Still, there really ought to be dancing.
O but I am sad too. And O but I'm nervous in love and feeling naked. I am not Jew, Catholic or any perceptible flavor, just poor boy Puritan washed up on these shores, still looking for New World, still looking for Peaceable Kingdom, though my people have been here forever and just long enough to forget what made them flee anonymity and conformity in other older homelands. My people. Pilgrims to the New Jerusalem. So far from home. And now I remember my gold Celtic cross is lying on the window sill so I would remember to put it back on and not lose it after it fell off in bed 'cause the clasp is broken. And I'm missing it and wishing I hadn't forgotten it, 'cause somewhere there are graves engraved with my old family name underneath this sign, like passport, like license to be here, and not there, in cold ground where the bones of my people still await Resurrection Day--but there's a kid with the most beautiful golden hair dressed in camouflage with a skateboard and he is riding up and down the street up and down the street and I guess I've been watching him for the better part of a half hour now, but no time for that now 'cause suddenly my ancient ones are calling to me with great tenderness from across ancestral Welsh lands and coal fields and cold seas and they say to me, "Go on kid, ask her to dance," and so trembling just a little and gathering courage against the shadows, I approach the Shabbos Bride, who does not care if I am a foreigner--and she has come to gather the scattered.

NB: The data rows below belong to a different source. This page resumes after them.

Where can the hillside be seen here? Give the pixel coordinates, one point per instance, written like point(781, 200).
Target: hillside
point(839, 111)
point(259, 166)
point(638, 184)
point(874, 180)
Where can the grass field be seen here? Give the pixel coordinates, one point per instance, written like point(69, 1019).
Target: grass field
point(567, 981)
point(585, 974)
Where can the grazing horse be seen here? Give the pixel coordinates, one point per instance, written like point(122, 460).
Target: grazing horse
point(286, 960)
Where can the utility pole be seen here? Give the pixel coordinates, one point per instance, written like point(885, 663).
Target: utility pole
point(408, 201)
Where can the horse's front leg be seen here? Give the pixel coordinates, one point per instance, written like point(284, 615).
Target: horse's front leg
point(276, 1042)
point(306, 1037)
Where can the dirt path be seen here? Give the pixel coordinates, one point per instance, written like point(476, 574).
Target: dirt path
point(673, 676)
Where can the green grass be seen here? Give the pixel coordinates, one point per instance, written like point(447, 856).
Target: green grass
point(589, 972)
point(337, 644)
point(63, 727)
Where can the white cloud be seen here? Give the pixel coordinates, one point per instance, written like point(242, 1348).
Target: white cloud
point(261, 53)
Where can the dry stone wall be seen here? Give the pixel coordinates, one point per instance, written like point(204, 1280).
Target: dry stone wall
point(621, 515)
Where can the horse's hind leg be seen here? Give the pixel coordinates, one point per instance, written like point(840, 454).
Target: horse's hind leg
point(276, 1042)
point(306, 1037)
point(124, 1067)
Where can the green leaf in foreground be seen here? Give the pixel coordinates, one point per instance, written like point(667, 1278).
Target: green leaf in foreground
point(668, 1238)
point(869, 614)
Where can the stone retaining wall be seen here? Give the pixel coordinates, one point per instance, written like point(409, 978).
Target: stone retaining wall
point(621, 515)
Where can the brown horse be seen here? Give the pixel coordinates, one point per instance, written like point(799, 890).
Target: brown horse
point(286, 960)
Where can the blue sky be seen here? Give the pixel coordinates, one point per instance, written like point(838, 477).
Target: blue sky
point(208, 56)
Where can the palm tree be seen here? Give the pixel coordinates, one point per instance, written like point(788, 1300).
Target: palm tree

And she is so lovely--until I am weak in the knees. And she says nothing but takes me like a Queen. And when we dance our American waltz, to the Celtic keening of Days and the khlezmer song of strangers impossibly touching, we do not even notice the sidewalk's applause. I am in love with the Day in Brooklyn (and Man! you shoulda seen us--cutting a rug--tripping the light fantastic--and twirling in 3/4 waltz time like real-genuine king and queen of weddingcake-hill--me and the Shabbos Bride). And the lampposts are keeping time and the boy on the skateboard claps out the rhythm of wheels. And somewhere, somehow, I know all God's children are shouting "Bingo!" like gulping scalding coffee and piling scrambled eggs on hot toast and so happy in pockets all across our Americas. And, O yes, somewhere somehow, I just know volunteer fire departments are washing their engines and blocking off traffic and we will have a parade and boats in upstate canals will pause and there will be cheers. And people will hold hands. Today in our Americas.
She curtseys. I bow. Head to Bergen Street feeling flush.